Internet Time Alliance Predictions for 2013
January 7th, 2013
People who know nothing about connectivism or collaborative learning will profit from MOOC’s. Academics
and instructional designers will tell anyone who wants to listen just how important formal training is, as it fades in relevance to both learners and businesses.The ITA will keep on questioning the status quo and show how work is learning and learning is the work in the network era – some will listen, many will not.
An increasing number of organisations, independent of size, nature or location, will acknowledge that their traditional training and development models and processes are failing to live up to the expectations of their leaders and workforce in a dynamic and global marketplace. Some will take steps to use their financial and people resources and exploit new ways of working and learning. Others will be hamstrung with outdated skills, tools and technologies, and will be too slow to adapt. A confluence of technology and improved connectivity, increasing pressures for rapid solutions and better customer service, and demands for higher performance, will force the hands of many HRDs and CLOs to refocus from models of ‘extended formal training’ to place technology-enabled, workplace-focused and leader-led development approaches at the core of their provision. We will move a step or two closer to real-time performance support at the point of need.
We’ll see an increasing use of mobile, and some organizations will recognize the platform that such devices provide to move the full suite of learning support (specifically performance support and informal learning) out to employees, dissolving the arbitrary boundaries between training and the full spectrum of possibilities. Others will try to cram courses onto phones, and continue to miss the bigger picture, increasing their irrelevance. Further, we’ll see more examples of the notion of a ‘performance ecosystem’ of resources aligned around individual needs and responsibilities, instead of organized around the providing silos. We’ll also see more interactive and engaging examples of experience design, and yet such innovative approaches will continue to be reserved for the foresightful, while most will continue in the hidebound status quo. Finally, we’ll see small starts in thinking semantic use in technology coupled with sound ethnographic methods to start providing just such smart support, but the efforts will continue to be embryonic.

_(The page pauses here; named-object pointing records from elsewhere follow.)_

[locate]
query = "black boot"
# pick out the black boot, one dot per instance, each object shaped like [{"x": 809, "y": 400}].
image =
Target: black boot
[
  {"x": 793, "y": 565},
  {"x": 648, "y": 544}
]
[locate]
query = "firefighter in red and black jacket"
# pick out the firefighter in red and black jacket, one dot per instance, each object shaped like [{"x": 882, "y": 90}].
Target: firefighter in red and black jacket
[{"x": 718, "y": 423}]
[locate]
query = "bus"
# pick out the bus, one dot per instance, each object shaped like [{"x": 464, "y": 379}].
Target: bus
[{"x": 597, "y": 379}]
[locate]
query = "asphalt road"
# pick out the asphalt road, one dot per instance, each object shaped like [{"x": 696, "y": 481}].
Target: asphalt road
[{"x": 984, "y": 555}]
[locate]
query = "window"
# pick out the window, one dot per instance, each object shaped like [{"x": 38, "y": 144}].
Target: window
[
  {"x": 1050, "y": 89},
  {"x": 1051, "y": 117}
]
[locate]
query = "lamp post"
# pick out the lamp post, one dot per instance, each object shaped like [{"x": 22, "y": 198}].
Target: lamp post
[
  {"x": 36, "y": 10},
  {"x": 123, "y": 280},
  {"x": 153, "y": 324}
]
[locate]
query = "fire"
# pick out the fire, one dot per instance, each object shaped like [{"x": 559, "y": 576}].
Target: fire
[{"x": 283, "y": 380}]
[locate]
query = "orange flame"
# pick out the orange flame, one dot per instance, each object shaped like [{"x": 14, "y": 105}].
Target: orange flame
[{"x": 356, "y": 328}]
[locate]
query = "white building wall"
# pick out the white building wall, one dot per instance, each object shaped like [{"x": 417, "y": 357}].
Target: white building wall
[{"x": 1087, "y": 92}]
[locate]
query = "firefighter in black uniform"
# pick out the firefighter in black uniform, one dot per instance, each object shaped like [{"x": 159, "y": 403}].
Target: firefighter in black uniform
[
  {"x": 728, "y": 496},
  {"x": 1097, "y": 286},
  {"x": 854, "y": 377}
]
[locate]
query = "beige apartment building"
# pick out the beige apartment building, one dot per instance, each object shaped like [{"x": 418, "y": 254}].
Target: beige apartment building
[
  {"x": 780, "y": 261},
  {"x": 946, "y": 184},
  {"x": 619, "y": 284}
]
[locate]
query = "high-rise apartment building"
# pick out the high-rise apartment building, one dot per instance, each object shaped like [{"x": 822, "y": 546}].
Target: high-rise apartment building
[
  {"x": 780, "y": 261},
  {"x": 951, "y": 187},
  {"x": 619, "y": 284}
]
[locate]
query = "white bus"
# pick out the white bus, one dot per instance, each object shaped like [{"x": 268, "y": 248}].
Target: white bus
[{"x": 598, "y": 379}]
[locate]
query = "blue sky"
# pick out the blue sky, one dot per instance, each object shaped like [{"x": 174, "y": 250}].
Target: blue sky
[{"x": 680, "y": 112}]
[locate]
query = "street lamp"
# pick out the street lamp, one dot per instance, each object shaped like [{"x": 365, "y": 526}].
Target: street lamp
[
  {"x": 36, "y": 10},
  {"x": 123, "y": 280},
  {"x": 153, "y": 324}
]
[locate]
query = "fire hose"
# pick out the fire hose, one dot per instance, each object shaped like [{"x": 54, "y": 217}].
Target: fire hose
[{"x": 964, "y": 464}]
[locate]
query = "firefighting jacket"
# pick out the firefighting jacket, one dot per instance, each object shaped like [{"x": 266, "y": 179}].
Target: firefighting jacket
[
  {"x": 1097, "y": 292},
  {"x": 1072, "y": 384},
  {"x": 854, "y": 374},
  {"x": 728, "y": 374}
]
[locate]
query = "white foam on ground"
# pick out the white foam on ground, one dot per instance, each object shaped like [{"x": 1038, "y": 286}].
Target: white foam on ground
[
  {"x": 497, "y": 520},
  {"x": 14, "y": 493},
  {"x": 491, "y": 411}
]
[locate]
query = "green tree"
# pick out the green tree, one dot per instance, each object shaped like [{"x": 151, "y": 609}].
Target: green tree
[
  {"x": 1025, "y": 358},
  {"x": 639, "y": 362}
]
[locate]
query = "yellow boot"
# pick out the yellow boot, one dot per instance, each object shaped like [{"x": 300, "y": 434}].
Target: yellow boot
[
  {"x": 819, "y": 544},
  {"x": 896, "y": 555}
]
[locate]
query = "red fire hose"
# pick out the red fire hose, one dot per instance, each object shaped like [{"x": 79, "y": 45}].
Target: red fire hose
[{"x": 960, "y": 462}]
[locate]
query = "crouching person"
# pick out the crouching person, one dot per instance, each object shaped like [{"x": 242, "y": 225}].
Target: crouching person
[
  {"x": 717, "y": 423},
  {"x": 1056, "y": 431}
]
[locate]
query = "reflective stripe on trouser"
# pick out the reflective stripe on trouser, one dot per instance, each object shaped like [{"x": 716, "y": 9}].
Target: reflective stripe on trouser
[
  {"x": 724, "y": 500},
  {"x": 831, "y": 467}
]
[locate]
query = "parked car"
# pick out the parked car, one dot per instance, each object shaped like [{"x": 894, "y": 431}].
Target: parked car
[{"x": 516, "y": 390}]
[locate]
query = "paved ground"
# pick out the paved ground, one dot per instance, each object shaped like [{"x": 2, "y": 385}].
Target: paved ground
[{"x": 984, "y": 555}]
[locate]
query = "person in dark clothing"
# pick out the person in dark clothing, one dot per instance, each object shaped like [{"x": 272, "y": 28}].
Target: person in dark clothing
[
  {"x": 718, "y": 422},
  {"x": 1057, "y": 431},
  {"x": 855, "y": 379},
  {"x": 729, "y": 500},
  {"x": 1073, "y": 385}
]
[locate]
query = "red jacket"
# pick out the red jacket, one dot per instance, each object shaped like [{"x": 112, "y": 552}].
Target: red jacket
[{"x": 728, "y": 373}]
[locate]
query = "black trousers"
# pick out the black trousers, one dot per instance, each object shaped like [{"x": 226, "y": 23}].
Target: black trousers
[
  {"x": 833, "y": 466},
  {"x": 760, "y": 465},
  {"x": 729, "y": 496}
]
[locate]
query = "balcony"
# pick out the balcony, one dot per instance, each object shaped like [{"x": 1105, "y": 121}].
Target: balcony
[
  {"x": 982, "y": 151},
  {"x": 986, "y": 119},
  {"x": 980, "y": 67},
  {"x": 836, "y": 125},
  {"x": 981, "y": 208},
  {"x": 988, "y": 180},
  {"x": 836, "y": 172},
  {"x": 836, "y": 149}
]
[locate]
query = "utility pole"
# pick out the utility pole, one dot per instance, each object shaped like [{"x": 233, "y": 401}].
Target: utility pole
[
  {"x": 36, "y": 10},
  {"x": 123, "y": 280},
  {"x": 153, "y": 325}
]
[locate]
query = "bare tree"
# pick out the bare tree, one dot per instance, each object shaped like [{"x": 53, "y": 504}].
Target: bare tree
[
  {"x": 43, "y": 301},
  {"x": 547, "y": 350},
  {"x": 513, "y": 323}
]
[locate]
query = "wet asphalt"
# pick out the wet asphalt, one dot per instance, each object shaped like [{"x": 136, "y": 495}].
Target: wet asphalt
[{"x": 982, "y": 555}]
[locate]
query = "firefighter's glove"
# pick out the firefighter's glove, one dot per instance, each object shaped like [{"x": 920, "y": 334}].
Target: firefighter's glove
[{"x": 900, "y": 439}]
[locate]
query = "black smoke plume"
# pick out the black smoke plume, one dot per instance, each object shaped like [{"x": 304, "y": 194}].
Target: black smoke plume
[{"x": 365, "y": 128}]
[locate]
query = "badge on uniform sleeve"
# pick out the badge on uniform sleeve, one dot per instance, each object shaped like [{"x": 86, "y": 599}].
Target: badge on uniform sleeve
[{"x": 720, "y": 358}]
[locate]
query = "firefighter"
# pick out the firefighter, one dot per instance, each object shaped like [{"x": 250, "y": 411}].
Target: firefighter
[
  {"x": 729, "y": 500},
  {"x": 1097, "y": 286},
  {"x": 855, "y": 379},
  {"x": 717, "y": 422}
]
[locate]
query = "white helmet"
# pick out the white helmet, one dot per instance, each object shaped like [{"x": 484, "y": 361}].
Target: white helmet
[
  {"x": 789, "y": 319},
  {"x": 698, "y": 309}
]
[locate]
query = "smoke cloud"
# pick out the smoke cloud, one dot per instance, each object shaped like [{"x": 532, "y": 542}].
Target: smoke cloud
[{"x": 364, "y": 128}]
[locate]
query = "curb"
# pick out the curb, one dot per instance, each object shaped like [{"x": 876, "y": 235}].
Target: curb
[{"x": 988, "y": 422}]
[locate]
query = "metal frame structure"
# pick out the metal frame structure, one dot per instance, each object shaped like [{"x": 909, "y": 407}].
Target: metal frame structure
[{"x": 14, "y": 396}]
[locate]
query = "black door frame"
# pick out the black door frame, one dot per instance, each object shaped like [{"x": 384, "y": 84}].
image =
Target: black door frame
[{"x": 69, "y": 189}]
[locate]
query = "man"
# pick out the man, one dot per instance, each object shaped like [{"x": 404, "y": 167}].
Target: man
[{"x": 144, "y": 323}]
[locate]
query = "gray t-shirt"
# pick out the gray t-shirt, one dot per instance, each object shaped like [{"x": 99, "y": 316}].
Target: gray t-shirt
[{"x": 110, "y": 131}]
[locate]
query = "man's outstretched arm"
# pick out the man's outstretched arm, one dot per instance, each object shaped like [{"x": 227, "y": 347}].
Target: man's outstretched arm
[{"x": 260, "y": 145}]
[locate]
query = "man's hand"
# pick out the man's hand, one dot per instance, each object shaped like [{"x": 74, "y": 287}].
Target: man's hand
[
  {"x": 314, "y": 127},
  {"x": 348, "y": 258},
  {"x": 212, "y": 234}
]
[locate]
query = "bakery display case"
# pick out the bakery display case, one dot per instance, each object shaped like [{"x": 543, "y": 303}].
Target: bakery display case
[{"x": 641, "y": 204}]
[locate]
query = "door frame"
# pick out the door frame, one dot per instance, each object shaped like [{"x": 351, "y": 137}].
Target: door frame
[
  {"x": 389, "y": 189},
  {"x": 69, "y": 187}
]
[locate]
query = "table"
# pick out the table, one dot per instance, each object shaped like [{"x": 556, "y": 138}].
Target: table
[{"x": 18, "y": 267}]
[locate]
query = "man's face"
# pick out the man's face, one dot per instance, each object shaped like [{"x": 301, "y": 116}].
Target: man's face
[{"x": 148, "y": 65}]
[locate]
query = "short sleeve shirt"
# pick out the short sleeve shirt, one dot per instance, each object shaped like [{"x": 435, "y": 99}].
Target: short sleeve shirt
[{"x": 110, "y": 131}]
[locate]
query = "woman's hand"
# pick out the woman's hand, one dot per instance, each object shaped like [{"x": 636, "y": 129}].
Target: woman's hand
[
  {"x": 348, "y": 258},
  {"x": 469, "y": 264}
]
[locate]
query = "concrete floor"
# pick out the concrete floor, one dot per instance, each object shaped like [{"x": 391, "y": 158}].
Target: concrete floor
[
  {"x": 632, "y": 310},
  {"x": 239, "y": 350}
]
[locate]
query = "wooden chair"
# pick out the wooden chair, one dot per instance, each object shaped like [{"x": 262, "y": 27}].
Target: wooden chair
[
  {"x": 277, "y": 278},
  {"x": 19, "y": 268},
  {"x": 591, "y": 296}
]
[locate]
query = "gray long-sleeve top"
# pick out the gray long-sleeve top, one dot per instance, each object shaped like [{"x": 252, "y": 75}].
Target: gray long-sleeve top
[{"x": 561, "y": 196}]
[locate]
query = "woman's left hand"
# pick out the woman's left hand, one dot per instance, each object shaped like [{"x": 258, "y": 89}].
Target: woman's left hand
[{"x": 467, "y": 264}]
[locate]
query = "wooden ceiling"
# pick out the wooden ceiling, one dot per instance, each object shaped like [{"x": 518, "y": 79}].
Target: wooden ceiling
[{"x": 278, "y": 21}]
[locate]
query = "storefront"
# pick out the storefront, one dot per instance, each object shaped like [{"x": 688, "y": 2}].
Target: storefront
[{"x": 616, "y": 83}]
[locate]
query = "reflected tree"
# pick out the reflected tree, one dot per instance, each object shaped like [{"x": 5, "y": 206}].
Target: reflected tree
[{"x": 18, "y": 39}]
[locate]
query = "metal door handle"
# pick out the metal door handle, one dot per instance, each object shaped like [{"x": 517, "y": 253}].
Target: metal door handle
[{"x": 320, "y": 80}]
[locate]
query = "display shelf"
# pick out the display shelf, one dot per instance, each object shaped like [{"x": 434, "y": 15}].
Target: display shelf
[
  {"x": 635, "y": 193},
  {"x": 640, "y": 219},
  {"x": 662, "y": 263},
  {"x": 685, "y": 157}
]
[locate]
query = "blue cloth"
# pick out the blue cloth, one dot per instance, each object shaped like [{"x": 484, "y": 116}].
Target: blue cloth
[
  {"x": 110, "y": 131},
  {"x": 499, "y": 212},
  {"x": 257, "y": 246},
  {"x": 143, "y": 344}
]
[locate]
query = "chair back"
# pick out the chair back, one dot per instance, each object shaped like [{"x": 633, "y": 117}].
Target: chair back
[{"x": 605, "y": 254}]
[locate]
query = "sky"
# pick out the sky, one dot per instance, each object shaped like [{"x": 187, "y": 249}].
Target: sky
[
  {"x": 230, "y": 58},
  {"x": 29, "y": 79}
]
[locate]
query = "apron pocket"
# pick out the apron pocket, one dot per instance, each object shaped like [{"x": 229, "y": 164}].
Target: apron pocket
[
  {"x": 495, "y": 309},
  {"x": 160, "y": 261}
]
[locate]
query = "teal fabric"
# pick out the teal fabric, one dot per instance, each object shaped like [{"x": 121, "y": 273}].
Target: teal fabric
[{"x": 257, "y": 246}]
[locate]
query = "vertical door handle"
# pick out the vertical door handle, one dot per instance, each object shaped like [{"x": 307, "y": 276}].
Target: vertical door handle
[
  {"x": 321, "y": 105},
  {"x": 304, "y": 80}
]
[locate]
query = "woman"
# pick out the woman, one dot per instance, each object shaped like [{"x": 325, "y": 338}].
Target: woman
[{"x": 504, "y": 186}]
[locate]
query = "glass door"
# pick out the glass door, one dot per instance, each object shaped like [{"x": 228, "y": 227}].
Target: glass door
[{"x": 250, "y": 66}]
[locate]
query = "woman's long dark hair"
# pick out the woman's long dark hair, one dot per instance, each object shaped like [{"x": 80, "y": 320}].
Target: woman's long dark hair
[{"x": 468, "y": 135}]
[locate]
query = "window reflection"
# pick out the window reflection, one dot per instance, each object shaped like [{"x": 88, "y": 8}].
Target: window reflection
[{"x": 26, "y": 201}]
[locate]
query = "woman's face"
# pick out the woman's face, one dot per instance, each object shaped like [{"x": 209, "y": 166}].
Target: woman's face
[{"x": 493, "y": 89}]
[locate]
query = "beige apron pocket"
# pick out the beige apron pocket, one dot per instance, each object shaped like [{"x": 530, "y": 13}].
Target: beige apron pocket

Many traditional-thinking organisations will waste a lot of time and energy trying to track social interventions in the hope that they can control and manage “social learning”. Whilst those organisations who appreciate that social learning is a natural and continuous part of working, will acknowledge that the most appropriate approach they can take is simply to support it in the workplace – both technologically and in terms of modelling new collaborative behaviours. Meanwhile, we will continue to see individuals and teams bypass IT and T&D departments and solve their learning and performance problems more quickly and easily using their own devices to access online resources, tools and networks.
2013 will be a great year. As William Gibson wrote, “The future’s already here. It’s just not evenly distributed yet.” The business world will become a bit more complex — and therefore more chaotic and unpredictable. Moore’s Law and exponential progress will continue to work their magic and speed things up. Learning will continue to converge with work. Increasingly, workers will learn their jobs by doing their jobs. The lessons of motivation (a la Dan Pink) and the importance of treating people like people will sink in. Smart companies will adopt radical management, putting the customer in charge and reorganizing work in small teams. Senior people will recognize that emotions drive people — and there are other emotions in addition to passion. Happy workers are more engaged, more productive, and more fulfilled. What’s not to like?